Dernièrement, la crise du logement est devenue une crise d’abordabilité. Les logements sont juste trop chers. La réaction facile ? Montrer du doigt les promoteurs et les accuser de profits excessifs.
La vérité est plus complexe ; la régulation en fait partie. Ce mille-feuille de règles qui s’accumule dans l’immobilier finit par paralyser des projets et faire exploser la facture.
Des règles, il en faut. Mais à force de vouloir tout encadrer, on brise le marché.
Code du bâtiment, SCHL, critères bancaires, lourdeurs et délais municipaux : chaque exigence peut avoir sa logique.

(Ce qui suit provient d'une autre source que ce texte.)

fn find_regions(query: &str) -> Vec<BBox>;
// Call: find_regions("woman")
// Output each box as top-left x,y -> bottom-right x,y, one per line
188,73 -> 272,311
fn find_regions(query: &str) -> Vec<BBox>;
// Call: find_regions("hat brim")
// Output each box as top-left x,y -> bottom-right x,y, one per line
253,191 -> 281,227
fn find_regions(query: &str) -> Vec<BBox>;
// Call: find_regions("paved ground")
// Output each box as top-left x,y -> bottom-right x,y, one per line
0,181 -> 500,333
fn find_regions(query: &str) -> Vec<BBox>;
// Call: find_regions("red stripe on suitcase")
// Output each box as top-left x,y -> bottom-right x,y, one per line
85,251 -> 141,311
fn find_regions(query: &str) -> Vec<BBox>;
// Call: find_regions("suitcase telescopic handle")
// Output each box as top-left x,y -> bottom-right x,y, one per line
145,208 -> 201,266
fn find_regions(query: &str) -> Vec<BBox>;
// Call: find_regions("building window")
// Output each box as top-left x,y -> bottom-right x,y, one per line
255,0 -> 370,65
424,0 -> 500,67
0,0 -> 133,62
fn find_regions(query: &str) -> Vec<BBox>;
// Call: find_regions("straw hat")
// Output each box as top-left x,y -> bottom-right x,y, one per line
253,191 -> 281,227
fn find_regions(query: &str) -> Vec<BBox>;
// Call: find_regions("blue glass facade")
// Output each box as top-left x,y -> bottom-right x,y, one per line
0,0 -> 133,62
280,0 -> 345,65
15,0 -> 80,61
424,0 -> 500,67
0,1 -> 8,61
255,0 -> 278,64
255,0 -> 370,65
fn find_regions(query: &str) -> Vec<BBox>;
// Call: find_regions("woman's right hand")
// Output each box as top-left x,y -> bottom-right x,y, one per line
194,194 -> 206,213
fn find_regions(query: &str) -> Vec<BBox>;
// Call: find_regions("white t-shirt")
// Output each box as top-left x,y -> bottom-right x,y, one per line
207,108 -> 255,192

Le problème arrive quand on les empile. Les coûts montent, les projets deviennent plus difficiles à démarrer et les logements abordables, plus difficiles à construire.

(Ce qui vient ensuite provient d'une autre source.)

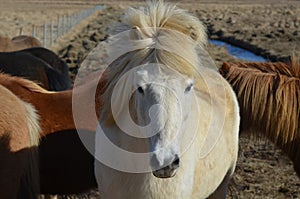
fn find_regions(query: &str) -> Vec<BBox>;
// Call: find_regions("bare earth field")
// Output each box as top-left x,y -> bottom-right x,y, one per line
0,0 -> 300,199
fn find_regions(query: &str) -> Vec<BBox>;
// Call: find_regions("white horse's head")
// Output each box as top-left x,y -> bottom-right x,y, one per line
130,65 -> 194,178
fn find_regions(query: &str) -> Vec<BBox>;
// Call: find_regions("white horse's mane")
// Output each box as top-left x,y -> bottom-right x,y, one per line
102,1 -> 219,126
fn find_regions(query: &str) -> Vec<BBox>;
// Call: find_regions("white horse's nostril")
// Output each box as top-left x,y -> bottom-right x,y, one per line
171,155 -> 180,169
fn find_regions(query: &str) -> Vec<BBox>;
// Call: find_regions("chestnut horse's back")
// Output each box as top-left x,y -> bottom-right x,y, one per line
0,85 -> 40,199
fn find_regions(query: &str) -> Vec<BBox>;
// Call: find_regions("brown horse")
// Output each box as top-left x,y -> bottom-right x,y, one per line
0,74 -> 104,194
220,58 -> 300,176
0,35 -> 43,52
0,47 -> 71,91
0,85 -> 40,199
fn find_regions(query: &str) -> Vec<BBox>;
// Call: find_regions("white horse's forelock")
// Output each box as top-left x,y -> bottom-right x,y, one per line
95,1 -> 239,198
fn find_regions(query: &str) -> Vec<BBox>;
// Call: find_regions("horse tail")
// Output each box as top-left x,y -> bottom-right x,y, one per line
18,102 -> 41,199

Sans ce surplus de réglementation, jusqu’à 30 % plus de logements abordables pourraient voir le jour.
Revenons à notre promoteur.
Son terrain peut accueillir 80 logements compacts. Puis les exigences s’imposent : salles de bains plus grandes, couloirs plus larges, quota de deux et trois chambres, et j’en passe.
On refait la mathématique. Résultat : 52 logements.